L’Anarchie
     
     Un tronc d’arbre fut un jour offusqué de l’indolence des feuilles ; aucune charge à supporter pas d’obligations quotidiennes et la part du lion au bout du compte. Car qui d’autre dans l’arbre se prélasse à longueur de journée au soleil, se délectant d’eau et de nutriments apportés par les autres.                                                                                D’un pas révolté il s’en fut exposé le scandale à la racine, qui catastrophé argua; elle n’était donc pas pour demain mon émergence tant espérée, vu que le fruit de mes efforts sombrait dans la corruption.                                                                                         Tous deux, partisans de la manière forte, tablèrent pour un châtiment exemplaire. Il fut décidé de leur coupé l’approvisionnement aux usurpateurs. Quelques branches proposèrent une concertation générale pour statuer; Que nenni protestèrent les syndiqués ; elles l’auraient cherché.

    Ce fut chose faite et bientôt ressentie car la sécheresse eut tôt fait de prédisposer les uns à la raillerie des autres.

La justicière emporta sur son passage quelques branchages.      Joli travail, lui dit-on, elles n’étaient sans doute pas innocentes dans l’affaire,  pour tant défendre les coupables.

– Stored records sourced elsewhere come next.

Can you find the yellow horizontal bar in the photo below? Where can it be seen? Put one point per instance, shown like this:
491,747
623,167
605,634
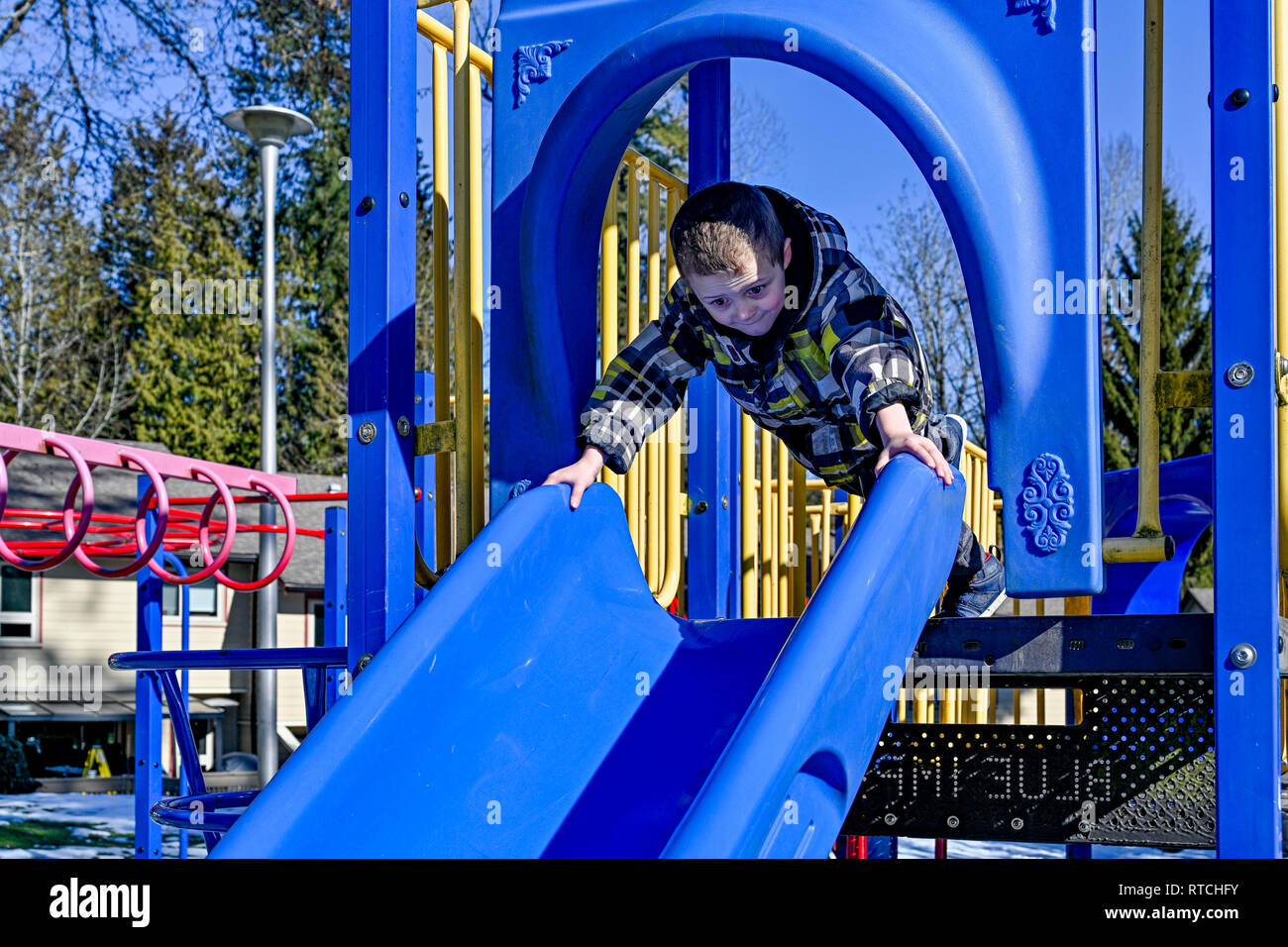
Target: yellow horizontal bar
1137,548
1184,389
442,35
656,171
437,437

Mais celle-ci ne s’arrêta pas là ; elle s’attaqua aussi à l’accusateur qui en perdit son écorce.                                                                                                                     Alerté, on cria au débordement ; pour congédier la justicière passée tyran, on réactiva les vannes ; mais rien n’y fit.                                                                                         La racine elle-même avait perdu quelques ramifications et ainsi appauvri peinait à soutirer le moindre volume d’eau au sol .Elle sollicita vainement le secours du tronc, qui à vif face au soleil suffoquait.                                                                                          On se refera à la concertation des branches, alors d’actualité ; j’aurai besoin d’un peu de sève pour reproduire mes ramifications qui, pour le bien de tous puisent l’eau y nota la racine ; le tronc ajouta qu’il faudrait un peu d’ombre pour tenir et soutenir.

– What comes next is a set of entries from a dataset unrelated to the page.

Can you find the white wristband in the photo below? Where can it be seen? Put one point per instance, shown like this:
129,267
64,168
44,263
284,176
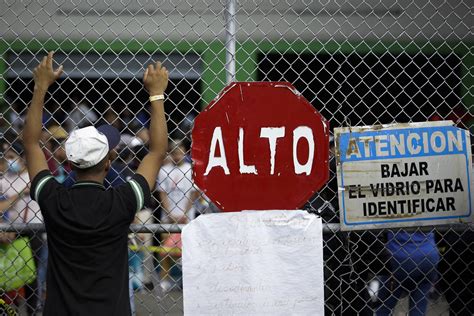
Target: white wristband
157,97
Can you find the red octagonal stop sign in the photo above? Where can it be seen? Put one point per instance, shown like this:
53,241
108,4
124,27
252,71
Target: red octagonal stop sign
260,146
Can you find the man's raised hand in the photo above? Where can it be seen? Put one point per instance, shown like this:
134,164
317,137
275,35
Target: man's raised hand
44,74
155,79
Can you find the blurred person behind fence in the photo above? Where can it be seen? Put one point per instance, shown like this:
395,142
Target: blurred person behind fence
15,181
413,263
177,195
87,225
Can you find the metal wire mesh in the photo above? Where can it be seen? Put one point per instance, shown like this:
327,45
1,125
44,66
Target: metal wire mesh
358,62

Pour la sève nous n’en produisons guère nous l’apportions seulement des feuilles. Quant à l’ombre nous avouons en être aussi dans le besoin.                                                    Trouvez-nous quelques feuilles ; nous vous revaudront tout ceci.                                                                                                                            Jamais encore de mémoire végétale ; tronc et racine n’avaient autant peiné pour produire des feuillages.